Of all the emotions I've had toward Ryan Dempster during his time as a closer and starter for the Cubs, empathy was not one of them. In fact, thinking back, it's mostly rage. We weren't even around as a blog when we was the closer, but I do remember that era as one giant mushroom cloud of f-bombs directed toward British Columbia.
But now? 20 1/3 innings pitched over 3 starts. 11 hits, 3 earned runs, 23 - TWENTY FUCKING THREE - Ks, and a miniscule WHIP of 0.934. And absolutely nothing to show for it. In fact, not even a team victory to show for any of that excellent pitching. Just under 5 hits per 9 innings pitched, and our shitheap of an offense can't manage to bring home a W even one time out of the three.

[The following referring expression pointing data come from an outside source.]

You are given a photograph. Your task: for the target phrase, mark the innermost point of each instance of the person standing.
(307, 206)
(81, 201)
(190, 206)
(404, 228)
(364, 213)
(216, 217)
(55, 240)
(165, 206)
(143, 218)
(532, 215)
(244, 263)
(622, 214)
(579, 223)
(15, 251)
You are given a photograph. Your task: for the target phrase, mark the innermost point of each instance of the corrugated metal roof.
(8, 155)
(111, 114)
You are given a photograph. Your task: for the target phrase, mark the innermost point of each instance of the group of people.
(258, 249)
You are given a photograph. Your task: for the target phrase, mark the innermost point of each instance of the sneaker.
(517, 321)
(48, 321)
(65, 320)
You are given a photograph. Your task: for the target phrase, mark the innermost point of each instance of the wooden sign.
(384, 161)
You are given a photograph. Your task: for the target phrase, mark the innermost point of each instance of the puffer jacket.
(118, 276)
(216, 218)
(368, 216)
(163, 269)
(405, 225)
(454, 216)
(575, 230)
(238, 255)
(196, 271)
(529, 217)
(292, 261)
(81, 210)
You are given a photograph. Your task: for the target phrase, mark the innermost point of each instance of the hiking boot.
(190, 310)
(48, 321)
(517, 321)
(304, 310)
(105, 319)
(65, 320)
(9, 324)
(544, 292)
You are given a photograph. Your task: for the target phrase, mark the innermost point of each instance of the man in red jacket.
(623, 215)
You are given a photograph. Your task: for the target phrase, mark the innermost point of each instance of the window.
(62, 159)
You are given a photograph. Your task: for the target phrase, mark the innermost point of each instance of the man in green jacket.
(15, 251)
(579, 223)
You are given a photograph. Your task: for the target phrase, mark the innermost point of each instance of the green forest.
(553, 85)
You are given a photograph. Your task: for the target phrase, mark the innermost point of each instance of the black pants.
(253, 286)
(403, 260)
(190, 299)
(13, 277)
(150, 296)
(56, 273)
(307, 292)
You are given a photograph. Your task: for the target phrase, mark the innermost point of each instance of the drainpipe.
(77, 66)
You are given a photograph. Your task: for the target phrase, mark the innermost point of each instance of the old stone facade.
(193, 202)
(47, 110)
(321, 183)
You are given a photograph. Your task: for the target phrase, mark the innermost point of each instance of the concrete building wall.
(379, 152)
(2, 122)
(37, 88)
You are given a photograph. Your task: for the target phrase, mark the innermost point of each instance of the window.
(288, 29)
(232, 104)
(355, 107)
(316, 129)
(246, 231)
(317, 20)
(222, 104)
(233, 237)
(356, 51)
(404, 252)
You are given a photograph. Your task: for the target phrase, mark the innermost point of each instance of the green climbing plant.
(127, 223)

That's what happens when you hate having David DeJesus as your leadoff hitter, but you also know that there aren't any other options beyond Starlin Castro. So it's either Castro hitting with no one on base, or Castro on base with no one hitting. I guess at least this way, we're less likely to see DeJesus plink into some double plays.
Rafael Dolis, GFY.
Entire offense, GFY. Apparently the Cubs are the one thing that can break Heath Bell out of a terrible slump. Marlin Byrd officially has the batting line of Garth Brooks at Padres spring training in '98. This is not going to get better until we get Jackson and Rizzo taking some cuts. Stay tuned for June, I guess.
We're only five games back! But we're also 3-8. So let's hear it for Matt Garza and his continued run suppor... aw, fuck.